Da allora tutto è cambiato: la nascita dell’euro e della BCE; la crescita di Brasile, Cina, Russia, India; il crollo della Lehman Brothers che ha spinto le economie mondiali in una crisi finanziaria senza precedenti; la nascita di strumenti finanziari complessi e una diffusa sottovalutazione dei rischi accompagnata da una crescente avidità di pubblico e operatori finanziari; l’inadeguatezza degli Stati accompagnata da normative insufficienti.
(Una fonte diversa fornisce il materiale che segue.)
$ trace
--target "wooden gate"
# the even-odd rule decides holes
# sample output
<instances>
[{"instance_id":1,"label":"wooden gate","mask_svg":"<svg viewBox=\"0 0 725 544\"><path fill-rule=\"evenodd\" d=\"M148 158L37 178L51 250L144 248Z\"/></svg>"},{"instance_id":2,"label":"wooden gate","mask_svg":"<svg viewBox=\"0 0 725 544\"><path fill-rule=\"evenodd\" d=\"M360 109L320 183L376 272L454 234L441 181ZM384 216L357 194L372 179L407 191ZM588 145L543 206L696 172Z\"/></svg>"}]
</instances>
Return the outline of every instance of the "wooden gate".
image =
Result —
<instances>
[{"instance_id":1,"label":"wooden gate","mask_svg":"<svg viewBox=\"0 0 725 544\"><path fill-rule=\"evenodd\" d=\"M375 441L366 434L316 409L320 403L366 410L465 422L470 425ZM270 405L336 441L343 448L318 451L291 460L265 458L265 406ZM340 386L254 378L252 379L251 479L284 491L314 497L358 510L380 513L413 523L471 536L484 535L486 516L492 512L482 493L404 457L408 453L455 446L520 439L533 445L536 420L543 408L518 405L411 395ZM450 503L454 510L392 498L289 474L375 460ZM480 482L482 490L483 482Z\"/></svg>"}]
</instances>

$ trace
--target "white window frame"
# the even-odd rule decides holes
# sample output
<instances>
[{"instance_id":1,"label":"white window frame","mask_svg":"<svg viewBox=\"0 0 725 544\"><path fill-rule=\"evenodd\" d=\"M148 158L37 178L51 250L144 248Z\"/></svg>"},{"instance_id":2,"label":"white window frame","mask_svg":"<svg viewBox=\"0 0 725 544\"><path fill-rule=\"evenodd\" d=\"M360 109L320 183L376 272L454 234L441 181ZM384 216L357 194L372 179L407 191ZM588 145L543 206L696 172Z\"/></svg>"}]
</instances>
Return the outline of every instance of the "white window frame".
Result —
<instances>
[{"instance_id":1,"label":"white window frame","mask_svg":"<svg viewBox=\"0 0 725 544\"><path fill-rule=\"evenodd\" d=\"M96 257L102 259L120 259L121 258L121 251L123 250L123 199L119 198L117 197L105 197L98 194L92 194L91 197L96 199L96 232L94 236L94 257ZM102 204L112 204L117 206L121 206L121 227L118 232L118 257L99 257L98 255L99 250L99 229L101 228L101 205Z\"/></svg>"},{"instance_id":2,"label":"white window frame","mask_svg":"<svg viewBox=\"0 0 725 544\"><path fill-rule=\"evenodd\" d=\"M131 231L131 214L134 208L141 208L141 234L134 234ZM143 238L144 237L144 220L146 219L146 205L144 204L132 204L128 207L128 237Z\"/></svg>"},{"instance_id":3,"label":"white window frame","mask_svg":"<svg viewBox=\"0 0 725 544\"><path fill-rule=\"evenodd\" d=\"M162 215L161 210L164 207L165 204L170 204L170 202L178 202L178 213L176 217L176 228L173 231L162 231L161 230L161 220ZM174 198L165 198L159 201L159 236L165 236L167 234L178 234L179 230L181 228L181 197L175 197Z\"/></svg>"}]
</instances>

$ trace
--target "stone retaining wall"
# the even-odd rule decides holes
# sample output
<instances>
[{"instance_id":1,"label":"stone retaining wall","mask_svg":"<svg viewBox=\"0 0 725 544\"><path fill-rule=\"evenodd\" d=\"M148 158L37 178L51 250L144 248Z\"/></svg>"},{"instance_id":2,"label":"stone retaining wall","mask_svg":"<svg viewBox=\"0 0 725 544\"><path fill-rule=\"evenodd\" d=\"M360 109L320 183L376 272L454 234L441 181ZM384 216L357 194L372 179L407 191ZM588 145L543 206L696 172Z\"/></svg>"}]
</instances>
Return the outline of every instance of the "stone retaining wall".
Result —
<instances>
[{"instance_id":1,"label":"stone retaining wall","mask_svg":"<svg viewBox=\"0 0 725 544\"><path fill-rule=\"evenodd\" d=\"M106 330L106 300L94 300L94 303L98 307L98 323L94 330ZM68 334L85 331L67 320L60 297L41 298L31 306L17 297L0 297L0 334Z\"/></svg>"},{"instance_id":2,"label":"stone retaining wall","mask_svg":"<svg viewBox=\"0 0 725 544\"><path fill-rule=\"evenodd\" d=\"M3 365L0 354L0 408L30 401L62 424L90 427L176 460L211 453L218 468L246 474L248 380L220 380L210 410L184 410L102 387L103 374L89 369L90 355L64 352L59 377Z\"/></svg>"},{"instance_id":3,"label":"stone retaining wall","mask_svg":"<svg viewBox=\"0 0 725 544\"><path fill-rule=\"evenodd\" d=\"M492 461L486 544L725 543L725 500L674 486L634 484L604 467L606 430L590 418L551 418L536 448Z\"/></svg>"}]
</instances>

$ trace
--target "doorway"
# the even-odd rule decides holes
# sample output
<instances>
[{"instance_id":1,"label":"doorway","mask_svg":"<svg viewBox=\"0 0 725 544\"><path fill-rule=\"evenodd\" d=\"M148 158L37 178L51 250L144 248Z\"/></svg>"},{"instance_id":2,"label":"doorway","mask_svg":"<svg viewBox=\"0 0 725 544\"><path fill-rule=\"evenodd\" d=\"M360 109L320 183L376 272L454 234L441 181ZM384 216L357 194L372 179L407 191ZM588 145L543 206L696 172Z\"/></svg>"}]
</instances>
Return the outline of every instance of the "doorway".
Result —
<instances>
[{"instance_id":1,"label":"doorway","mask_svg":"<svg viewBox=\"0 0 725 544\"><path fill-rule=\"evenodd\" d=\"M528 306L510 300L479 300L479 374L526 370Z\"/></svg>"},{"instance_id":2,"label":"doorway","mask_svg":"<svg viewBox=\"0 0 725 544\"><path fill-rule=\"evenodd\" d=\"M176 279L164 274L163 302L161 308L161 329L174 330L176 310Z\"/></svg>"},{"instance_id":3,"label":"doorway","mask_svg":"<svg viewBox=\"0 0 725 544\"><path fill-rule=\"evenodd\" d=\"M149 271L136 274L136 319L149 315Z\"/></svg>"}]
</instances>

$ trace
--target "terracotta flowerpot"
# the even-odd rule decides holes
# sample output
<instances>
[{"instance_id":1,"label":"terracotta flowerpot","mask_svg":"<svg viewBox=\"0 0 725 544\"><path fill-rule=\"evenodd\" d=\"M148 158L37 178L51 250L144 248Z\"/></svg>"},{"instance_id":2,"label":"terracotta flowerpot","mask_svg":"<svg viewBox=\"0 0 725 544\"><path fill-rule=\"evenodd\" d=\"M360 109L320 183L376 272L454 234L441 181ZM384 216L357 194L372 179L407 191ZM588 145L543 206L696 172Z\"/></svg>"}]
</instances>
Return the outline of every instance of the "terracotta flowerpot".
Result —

Sono alcuni degli elementi che oggi condizionano la vita economica.
Di ricette ne sono state elaborate più d’una, ma un ritratto fedele e sincero dell’economia mondiale attuale non può prescindere dalla crisi di Paesi come Grecia, Stati Uniti, Portogallo, Irlanda, Spagna. La fermezza del ministro italiano dell’Economia Giulio Tremonti e del governatore della Banca d’Italia Mario Draghi hanno consentito finora all’Italia di mantenere la propria posizione. Ma con il trasferimento di quest’ultimo nella BCE e con un interlocutore frequente come il FMI il quadro europeo è difficile da prevedere. Draghi e Lagarde, un nuovo binomio da osservare, capire e rispettare con attenzione.